Ähnliche Ergebnisse erbrachte eine Umfrage des Marburger Bundes 2019 für Deutschland. 15 Prozent der Ärzte waren mit Burnout oder Depression aufgrund der Arbeitsüberlastung schon einmal in psychotherapeutischer Behandlung.

Die positiven Reaktionen auf die neuen Möglichkeiten, Naps auch während oder nach der Arbeit einlegen zu können, haben dazu geführt, dass sie landesweit im UK immer mehr ausgebaut werden.

#ichbinaucheingeschlafen

Wenn sich die Arbeitsbedingungen für das Personal in Krankenhäusern verbessern, werde dies auch die Patientenbetreuung verbessern.
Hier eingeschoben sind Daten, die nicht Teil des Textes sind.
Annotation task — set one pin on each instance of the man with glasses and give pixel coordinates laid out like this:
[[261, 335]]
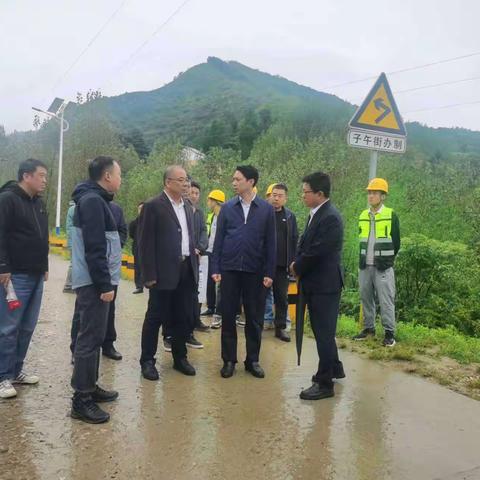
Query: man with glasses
[[169, 268], [287, 237], [244, 257], [318, 266]]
Davon sind auch die Präsidentin der britischen Association of Anaesthesists, Dr. Kathleen Ferguson, und mehrere Vorsitzenden verschiedener Krankenhausverbünde im Königreich überzeugt.

Wie groß weltweit der Wunsch und Bedarf an Ruhepausen im Krankenhaus ist, zeigen auch die 18.000 Posts von Krankenhauspersonal weltweit, die Fotos von sich oder Kollegen beim Schlafen aus Solidarität mit der mexikanischen Ärztin gepostet haben. Unter dem Hashtag #yotambienmedormí, auf Deutsch #ichbinaucheingeschlafen, zeigen sie, dass auch Ärzte und Pflegekräfte zwischendurch mal die Augen zumachen (müssen).

Warum also sollte es künftig nicht auch in deutschen Krankenhäusern heißen können: „Ich lege mich mal kurz hin“?!

Die Autorin ist Medizinstudentin und steht kurz vor dem dritten Examen.